Une indication sur ce qu’est le sionisme : une idéologie coloniale, donc raciste

novembre 29, 2006
L’article reproduit ci-dessous argumente sur le sionisme à partir de propos tenus par l’ambassadeur de l’entité sioniste en Australie dans une interview au quotidien de l’entité Haaretz. Vous vous douterez, après lecture, que ces propos ont provoqué émoi et indignation chez BHL, Redeker et Cie. Les pauvres ont été censurés par la presse qui n’en a que pour les fascislamistes.
s
Non, non, c’est de l’ironie. Nos farouches et vertueux partisans de la lutte contre l’antisémitisme n’ont pas moufté, respectant l’omerta habituelle.
s
Par contre les propos de l’ambassadeur ont suscité de gros remous en Australie quelques uns dans l’entité sioniste où il a même été question de mettre un terme à la mission du diplomate.

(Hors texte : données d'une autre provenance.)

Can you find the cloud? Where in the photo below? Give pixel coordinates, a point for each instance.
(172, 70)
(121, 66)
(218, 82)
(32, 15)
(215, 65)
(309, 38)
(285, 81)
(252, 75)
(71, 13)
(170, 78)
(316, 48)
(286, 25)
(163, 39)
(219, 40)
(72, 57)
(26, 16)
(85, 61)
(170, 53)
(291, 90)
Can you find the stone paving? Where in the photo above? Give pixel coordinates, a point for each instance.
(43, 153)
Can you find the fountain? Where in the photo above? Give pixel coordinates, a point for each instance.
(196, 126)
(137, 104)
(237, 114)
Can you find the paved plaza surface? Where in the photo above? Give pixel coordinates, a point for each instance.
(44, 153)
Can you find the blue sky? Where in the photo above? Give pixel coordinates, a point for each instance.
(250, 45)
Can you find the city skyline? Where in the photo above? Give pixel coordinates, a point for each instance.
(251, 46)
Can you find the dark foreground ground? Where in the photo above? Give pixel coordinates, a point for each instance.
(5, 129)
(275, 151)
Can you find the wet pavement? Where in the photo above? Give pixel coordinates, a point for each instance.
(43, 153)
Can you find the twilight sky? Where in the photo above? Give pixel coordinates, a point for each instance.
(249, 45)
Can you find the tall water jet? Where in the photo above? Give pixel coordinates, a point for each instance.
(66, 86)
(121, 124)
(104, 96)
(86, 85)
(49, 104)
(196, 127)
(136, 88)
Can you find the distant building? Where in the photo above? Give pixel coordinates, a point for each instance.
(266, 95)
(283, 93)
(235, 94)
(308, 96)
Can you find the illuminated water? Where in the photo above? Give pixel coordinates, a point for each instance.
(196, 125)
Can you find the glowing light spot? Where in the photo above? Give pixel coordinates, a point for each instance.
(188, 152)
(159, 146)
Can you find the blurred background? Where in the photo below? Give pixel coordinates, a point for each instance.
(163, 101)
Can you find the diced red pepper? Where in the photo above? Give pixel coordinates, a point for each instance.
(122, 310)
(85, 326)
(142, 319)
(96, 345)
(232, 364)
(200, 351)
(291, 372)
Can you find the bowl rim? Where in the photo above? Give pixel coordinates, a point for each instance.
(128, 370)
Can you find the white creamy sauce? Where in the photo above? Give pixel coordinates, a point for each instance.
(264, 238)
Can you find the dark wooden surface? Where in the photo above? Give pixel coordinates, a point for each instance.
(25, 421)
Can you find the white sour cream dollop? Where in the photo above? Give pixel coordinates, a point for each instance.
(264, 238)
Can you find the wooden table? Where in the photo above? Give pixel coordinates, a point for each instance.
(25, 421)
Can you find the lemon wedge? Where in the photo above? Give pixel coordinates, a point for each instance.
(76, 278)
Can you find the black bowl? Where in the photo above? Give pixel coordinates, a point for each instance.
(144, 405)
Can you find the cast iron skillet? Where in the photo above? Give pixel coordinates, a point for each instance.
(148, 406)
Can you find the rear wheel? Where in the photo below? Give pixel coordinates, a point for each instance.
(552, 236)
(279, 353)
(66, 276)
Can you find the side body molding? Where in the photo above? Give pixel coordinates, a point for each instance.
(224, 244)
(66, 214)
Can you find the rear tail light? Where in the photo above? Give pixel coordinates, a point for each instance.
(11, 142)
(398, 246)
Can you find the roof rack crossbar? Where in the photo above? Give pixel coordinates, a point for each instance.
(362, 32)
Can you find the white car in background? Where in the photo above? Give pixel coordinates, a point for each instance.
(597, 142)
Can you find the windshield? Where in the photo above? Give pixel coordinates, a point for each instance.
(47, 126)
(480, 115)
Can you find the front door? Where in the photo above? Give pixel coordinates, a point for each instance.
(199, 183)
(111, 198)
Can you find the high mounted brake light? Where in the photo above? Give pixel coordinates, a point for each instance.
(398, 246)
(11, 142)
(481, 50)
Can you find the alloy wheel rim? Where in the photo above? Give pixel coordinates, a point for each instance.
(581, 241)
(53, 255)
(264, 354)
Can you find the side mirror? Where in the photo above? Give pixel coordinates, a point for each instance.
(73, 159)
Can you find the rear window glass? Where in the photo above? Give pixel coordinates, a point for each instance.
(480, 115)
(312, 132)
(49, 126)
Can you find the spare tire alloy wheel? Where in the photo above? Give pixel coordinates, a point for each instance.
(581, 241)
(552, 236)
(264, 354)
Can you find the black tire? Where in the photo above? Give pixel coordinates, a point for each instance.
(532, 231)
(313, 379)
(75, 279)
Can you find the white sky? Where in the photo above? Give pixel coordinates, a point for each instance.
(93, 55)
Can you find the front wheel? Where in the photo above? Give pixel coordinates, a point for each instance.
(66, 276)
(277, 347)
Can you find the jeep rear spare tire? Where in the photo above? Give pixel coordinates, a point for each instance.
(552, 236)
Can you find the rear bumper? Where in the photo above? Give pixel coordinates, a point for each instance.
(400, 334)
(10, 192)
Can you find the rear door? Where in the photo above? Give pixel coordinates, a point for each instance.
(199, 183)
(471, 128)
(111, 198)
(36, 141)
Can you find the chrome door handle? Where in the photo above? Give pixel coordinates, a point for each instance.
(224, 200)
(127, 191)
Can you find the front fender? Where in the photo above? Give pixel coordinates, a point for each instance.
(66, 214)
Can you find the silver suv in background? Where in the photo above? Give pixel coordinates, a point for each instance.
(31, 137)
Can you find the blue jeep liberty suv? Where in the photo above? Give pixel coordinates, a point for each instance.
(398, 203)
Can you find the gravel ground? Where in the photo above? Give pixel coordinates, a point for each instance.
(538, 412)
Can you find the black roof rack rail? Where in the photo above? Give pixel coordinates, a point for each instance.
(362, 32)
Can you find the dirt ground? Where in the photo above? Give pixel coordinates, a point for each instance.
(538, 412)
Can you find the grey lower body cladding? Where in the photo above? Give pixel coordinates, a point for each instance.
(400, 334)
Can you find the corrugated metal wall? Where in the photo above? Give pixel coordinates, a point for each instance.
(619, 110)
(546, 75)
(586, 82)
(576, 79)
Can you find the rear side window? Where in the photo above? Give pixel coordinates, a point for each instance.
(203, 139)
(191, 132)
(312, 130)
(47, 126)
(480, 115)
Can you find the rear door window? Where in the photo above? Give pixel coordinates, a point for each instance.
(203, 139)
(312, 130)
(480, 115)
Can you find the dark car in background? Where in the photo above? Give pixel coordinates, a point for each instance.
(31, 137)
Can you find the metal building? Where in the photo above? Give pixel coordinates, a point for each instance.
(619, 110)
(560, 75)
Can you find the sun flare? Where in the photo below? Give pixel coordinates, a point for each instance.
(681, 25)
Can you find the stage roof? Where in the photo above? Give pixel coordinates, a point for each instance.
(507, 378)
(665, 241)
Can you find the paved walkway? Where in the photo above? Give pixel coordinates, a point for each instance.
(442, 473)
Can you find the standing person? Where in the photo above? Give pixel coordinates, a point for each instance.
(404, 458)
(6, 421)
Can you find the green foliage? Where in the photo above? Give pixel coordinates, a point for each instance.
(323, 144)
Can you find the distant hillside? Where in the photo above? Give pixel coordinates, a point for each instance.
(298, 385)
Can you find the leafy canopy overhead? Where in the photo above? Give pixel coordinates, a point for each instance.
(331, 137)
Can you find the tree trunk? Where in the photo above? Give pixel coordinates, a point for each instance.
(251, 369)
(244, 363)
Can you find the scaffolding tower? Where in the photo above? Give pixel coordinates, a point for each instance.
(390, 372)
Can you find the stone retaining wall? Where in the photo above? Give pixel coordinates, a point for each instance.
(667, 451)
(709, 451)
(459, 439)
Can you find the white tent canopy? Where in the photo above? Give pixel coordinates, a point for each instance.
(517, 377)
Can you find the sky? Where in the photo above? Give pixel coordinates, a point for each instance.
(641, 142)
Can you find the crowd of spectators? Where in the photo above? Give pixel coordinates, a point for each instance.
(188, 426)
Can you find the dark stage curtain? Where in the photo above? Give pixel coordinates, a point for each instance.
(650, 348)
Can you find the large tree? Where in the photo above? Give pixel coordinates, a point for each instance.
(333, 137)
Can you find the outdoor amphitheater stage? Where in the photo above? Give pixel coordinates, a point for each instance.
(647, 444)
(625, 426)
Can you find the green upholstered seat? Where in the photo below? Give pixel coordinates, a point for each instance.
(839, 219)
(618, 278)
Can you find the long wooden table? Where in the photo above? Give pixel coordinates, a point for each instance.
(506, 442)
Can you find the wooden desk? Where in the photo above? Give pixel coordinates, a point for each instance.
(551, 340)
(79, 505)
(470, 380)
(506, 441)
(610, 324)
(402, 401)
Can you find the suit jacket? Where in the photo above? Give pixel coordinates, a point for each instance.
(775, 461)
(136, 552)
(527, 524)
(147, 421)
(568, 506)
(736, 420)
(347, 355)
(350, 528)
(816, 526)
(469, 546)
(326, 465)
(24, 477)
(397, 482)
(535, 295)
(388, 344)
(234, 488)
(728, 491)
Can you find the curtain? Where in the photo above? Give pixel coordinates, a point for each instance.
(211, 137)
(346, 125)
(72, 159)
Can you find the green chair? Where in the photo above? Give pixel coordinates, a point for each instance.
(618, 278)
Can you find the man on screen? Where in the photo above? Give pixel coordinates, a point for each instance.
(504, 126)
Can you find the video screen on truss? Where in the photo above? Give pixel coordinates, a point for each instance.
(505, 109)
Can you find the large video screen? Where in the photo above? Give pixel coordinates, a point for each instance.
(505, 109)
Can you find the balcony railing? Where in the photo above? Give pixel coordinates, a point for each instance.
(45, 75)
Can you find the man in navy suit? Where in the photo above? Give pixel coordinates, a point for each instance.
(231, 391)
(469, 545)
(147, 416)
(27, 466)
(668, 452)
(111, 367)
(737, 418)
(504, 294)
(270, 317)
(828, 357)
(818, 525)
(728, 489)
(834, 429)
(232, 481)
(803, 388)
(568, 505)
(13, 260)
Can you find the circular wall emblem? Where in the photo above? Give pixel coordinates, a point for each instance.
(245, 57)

Une enquête a donc été diligentée qui a permis d’innocenter l’ambassadeur qui a été cru sur parole quand il a contesté avoir tenu les propos reproduits dans Haaretz.
s
Un peu comme quand l’armée sioniste enquête sur ses propres vaillants auteurs de crimes de guerre : le massacre sur une plage à Gaza? Un obus qui s’est écarté de sa trajectoire, ou mieux une roquette palestinienne devenue folle. Une gamine exécutée d’une balle entre les deux yeux? Elle tenait un objet menaçant, comme une bombe. C’est une fois morte que j’ai vu que c’était une poupée. Et vous savez, ces Arabes, qui sait ce qu’ils mettent dans une poupée?
Bref, l’ambassadeur a pu rejoindre son poste sans plus de dérangement. Et tout est pour le mieux dans le Sionistan.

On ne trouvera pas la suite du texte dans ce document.